After a CMP, the various conditions can be used to execute instructions according to the relationship between the integers. Note that the two operands being compared may be regarded as either signed (two's complement) or unsigned quantities, depending on which of the conditions is used.
See the section 'Using R15 in group one instructions' below.
Examples:
CMP R0,#&100 ;Check R0 takes a single byte
CMP R0,R1 ;Get greater of R1, R0 in R0
MOVLT R0,R1
CMN Compare negative
The CMN instruction compares two numbers, but negates the right hand side before performing the comparison. The 'subtraction' performed is therefore <lhs>--<rhs>, or simply <lhs>+<rhs>. The main use of CMN is in comparing a register with a small negative immediate number, which would not otherwise be possible without loading the number into a register (using MVN). For example, a comparison with -1 would require
MVN R1,#0 ;Get -1 in R1
CMP R0,R1 ;Do the comparison
which uses two instructions and an auxiliary register, compared to this:
CMN R0,#1 ;Compare R0 with -1
Note that whereas MVN is 'move NOT', CMN is 'compare negative', so there is a slight difference in the way <rhs> is altered before being used in the operation.
See the section 'Using R15 in group one instructions' below.
Example
CMN R0,#256 ;Make sure R0 >= -256
MVNLT R0,#255
Using R15 in group one instructions
As we know, R15 is a general-purpose register, and as such may be cited in any situation where a register is required as an operand. However, it is also used for storing both the program counter and the status register. Because of this, there are some special rules which have to be obeyed when you use R15. These are described in this section.

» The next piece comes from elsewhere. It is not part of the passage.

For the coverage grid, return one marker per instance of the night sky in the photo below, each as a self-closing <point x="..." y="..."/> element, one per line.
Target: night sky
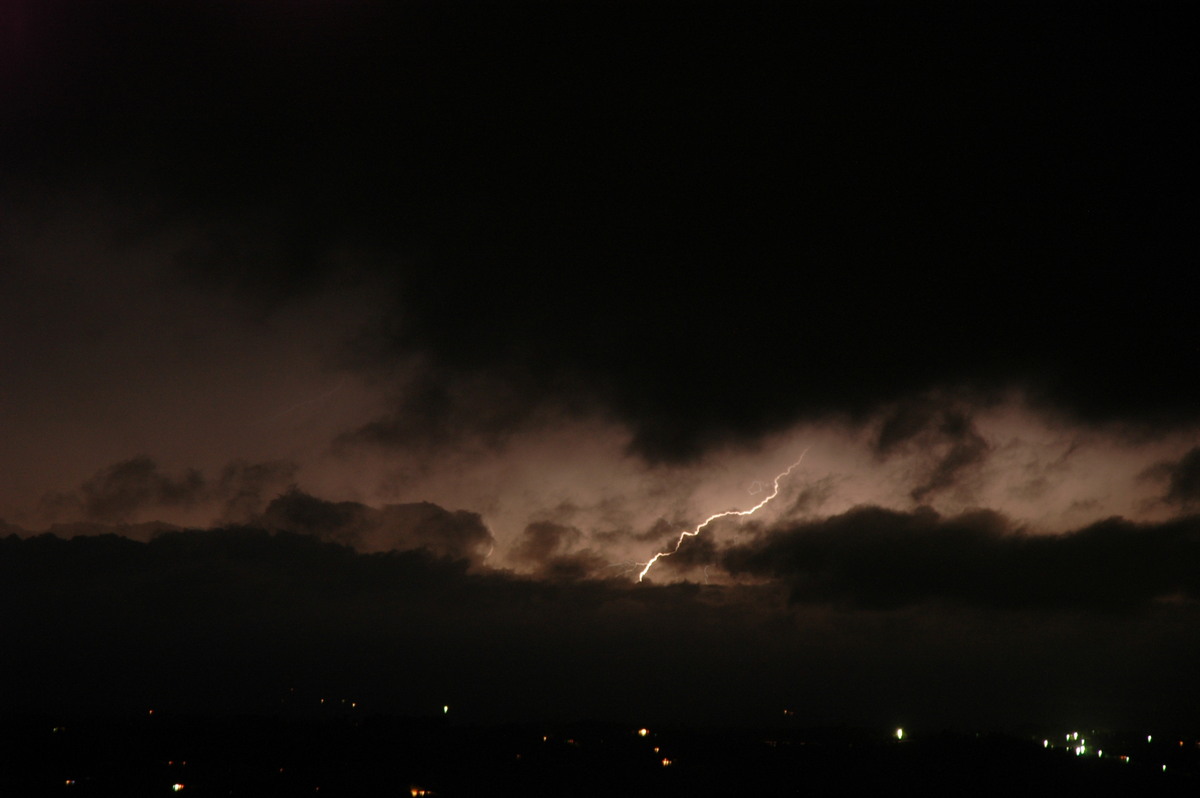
<point x="371" y="349"/>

The first rule concerns how much of R15 is 'visible' when it is used as one of the source operands, i.e. in an <rhs> or <lhs> position. Simply stated, it is:
if <lhs> is R15 then only bits 2..25 (the PC) are visible
if <rhs> is R15 then all bits 0..31 are visible
So, in the instruction:
ADD R0,R15,#128
the result of adding 128 to the PC is stored in R0. The eight status bits of R15 are seen as zeros by the ALU, and so they don't figure in the addition. Remember also that the value of the PC that is presented to the ALU during the addition is eight greater than the address of the ADD itself, because of pipelining (this is described in more detail below).
In the instruction
MOV R0,R15,ROR #26
all 32 bits of R15 are used, as this time the register is being used in an <rhs> position. The effect of this instruction is to obtain the eight status bits in the least significant byte of R0.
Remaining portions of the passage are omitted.